En Tanzanie, la filière lait est la deuxième en termes d’importance dans le secteur de l’élevage après celle de la viande. Le gouvernement vise l’autosuffisance avec la mise en œuvre de nouveaux projets de développement destinés à accroître la production locale.
En Tanzanie, le Conseil laitier (TDB) met en œuvre un projet sur la période 2025–2035 en vue de développer la filière lait avec l’appui du gouvernement. C’est ce qu’a révélé George Msalya, secrétaire général du TDB, qui s’est confié le 28 mars dernier au média local The Citizen.
D’un cout total de 520 milliards de shillings (113 606 000 000 Franc CFA), ledit projet repose sur plusieurs interventions structurantes destinées à transformer la productivité de la filière. Il prévoit notamment l’importation de 17 200 vaches laitières à haut rendement génétique, la construction de 150 nouveaux centres de collecte, ainsi que des investissements dans les infrastructures hydrauliques et la production de fourrages.
« Les producteurs devraient ainsi bénéficier d’un accès à des crédits abordables, à des formations modernes et à des intrants de qualité, afin d’améliorer à la fois la production et la qualité du lait », rapporte la même source.
Si, pour l’heure, l’origine des vaches laitières à importer n’est pas encore connue, on sait que Dodoma a donné en novembre dernier son feu vert à l’importation d’une large gamme de produits d’élevage du Brésil, parmi lesquels figuraient des bovins vivants à des fins de reproduction.
La Tanzanie présente encore des niveaux de productivité très faibles. Les données compilées par le ministère de l’Agriculture montrent que les vaches locales produisent en moyenne entre 0,5 et 2 litres de lait par jour, soit entre 182 et 730 litres par an et par vache. En comparaison, la production moyenne du cheptel brésilien s’élevait à près de 2 362 litres par vache et par an en 2024, d’après les données officielles.
Quoi qu’il en soit, le plan d’investissement décennal mis en œuvre par le TDB s’il se concrétise permettra d’améliorer les capacités de production de la filière tanzanienne à terme.
Filière lait Tanzanie : l’autosuffisance en ligne de mire
En Tanzanie la production de lait frais est sur une pente ascendante depuis quelques années. Les données compilées par le Bureau national des statistiques montrent par exemple que l’offre locale de lait frais a en effet grimpé de 29 % en l’espace de cinq ans, passant de 3,1 millions de tonnes en 2020 à 4 millions de tonnes en 2024.

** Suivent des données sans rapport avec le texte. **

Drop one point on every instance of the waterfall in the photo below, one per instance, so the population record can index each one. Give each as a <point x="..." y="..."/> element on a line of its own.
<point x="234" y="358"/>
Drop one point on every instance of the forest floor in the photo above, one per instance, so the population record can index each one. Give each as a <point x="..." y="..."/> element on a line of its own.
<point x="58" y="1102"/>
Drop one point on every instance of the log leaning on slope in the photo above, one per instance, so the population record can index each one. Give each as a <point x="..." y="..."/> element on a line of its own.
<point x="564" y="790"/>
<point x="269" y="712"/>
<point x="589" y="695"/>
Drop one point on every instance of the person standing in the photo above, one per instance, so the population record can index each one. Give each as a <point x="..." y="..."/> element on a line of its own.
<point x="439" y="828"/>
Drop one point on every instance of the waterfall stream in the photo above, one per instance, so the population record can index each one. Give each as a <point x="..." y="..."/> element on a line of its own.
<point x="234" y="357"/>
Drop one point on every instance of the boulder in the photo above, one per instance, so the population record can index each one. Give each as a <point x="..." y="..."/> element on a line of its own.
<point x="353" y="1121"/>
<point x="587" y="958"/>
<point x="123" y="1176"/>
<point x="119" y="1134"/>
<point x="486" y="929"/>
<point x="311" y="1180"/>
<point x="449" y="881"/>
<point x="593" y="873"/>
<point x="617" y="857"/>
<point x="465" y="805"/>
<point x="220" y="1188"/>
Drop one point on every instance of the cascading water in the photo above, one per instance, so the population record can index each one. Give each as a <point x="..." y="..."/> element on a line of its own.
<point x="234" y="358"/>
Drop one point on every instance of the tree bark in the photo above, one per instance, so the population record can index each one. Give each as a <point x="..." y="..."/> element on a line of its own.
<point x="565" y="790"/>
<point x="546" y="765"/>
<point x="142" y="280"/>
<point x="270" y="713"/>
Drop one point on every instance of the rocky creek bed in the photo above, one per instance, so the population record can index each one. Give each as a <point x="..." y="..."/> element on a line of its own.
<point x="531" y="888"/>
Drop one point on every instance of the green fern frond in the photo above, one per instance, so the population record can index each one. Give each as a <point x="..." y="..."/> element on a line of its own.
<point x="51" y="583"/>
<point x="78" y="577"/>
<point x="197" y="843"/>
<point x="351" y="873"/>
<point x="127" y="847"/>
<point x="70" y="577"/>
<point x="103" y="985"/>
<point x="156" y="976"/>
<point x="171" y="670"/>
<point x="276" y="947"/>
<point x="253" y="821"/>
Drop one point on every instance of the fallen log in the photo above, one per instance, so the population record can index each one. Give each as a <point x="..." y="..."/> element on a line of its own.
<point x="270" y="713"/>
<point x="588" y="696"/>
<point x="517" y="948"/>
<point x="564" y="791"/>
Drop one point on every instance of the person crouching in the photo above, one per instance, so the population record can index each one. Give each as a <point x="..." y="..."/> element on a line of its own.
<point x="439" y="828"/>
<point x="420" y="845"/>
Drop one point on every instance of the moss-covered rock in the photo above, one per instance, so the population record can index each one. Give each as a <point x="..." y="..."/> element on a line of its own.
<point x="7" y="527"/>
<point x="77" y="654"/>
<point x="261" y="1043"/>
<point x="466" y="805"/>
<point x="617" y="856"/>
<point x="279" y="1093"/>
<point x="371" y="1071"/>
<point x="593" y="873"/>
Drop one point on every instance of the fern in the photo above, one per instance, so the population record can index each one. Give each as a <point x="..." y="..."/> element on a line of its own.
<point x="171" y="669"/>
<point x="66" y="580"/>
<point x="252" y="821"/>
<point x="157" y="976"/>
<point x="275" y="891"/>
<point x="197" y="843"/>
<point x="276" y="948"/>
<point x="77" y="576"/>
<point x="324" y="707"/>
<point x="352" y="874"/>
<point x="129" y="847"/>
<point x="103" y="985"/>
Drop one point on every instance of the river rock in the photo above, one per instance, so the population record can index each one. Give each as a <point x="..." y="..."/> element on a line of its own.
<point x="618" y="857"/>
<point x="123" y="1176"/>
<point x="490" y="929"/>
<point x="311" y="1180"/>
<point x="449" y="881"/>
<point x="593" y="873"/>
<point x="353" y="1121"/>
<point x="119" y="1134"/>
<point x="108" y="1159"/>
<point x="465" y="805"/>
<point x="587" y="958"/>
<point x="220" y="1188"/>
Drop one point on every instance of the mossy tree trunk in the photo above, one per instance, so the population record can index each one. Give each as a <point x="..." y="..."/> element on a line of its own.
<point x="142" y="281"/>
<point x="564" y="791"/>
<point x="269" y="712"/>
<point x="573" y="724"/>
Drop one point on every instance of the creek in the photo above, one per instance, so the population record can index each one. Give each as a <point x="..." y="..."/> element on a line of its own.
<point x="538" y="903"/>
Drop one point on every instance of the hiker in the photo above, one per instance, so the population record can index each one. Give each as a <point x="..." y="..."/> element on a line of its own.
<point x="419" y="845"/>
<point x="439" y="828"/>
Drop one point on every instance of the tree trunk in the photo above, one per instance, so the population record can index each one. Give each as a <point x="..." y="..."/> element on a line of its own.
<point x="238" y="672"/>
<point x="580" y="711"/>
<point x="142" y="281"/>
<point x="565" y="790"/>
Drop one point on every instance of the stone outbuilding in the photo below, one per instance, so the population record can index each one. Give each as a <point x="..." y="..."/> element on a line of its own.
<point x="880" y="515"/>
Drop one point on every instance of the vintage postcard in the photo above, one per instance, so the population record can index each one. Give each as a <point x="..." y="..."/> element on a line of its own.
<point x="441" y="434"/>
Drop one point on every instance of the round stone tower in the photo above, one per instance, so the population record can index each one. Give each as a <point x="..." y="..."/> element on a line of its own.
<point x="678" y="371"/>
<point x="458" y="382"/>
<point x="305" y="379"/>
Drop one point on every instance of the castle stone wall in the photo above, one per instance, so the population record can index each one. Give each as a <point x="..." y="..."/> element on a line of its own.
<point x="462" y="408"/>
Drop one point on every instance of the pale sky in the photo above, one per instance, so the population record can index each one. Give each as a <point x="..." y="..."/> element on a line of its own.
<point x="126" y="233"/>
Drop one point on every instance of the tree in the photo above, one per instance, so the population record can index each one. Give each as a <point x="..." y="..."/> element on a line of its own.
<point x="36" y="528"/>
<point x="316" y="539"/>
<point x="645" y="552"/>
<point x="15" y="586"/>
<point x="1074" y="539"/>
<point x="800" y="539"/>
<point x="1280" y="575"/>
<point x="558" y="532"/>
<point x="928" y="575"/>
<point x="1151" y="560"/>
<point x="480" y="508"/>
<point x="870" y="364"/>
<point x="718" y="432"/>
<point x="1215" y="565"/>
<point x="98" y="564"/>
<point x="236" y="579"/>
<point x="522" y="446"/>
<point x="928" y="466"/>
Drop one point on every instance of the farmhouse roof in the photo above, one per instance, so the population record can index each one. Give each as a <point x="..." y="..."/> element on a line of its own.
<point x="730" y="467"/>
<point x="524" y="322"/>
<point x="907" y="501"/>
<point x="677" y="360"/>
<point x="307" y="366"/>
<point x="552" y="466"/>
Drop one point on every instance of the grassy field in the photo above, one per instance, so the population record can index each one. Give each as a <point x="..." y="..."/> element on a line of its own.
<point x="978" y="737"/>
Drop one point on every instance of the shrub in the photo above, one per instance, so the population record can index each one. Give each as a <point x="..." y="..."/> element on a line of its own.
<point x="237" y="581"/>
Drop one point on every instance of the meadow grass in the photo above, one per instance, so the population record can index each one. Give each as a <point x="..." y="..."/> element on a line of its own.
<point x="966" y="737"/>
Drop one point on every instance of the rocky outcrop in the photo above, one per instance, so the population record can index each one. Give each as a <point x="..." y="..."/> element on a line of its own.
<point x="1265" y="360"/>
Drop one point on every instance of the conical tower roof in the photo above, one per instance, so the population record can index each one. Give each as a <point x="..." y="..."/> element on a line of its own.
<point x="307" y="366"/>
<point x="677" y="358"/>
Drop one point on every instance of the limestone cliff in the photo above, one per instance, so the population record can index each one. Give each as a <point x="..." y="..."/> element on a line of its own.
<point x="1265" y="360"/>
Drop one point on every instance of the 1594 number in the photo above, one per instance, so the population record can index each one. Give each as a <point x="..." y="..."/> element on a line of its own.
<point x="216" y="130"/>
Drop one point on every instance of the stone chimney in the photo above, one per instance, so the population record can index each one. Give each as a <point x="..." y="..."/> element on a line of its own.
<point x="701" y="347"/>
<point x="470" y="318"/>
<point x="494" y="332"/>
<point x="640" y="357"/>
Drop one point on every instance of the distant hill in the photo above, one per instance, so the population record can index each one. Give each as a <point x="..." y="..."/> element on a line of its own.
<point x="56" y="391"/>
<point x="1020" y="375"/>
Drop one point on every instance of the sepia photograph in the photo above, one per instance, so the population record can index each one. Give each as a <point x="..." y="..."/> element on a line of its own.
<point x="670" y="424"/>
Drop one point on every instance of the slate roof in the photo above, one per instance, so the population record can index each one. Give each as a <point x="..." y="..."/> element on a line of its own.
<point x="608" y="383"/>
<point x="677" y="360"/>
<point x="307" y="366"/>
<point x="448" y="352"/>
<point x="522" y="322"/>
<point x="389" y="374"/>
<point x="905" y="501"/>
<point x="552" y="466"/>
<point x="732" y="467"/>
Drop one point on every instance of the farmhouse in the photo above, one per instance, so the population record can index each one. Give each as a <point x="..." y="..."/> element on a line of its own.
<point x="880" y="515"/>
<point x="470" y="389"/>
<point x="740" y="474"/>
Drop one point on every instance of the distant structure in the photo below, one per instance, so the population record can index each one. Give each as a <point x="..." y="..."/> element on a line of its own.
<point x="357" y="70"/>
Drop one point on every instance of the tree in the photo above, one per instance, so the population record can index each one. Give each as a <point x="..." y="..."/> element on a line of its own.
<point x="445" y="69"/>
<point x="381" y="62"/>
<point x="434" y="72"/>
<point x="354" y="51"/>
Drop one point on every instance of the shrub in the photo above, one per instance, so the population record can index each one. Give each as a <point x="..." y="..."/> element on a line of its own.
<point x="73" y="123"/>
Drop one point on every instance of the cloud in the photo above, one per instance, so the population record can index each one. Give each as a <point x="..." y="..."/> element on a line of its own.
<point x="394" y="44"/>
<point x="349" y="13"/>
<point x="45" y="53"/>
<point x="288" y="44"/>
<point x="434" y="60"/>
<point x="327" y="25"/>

En dépit de cette progression, le pays a toujours recours aux importations, mais en quantité relativement faible. D’après la FAO, la Tanzanie a importé en moyenne 29 301 tonnes de produits laitiers en équivalent lait par an entre 2020 et 2024, principalement du lait en poudre et du beurre. Sur la période considérée, la facture des dépenses associées à ces achats s’est élevée en moyenne à 7,76 millions $, soit 4 408 611 200 Franc CFA par an.
Dans ce contexte, l’enjeu pour Dodoma de renforcer les capacités de production de l’industrie locale sera de faire de l’objectif d’autosuffisance une réalité dans les prochaines années.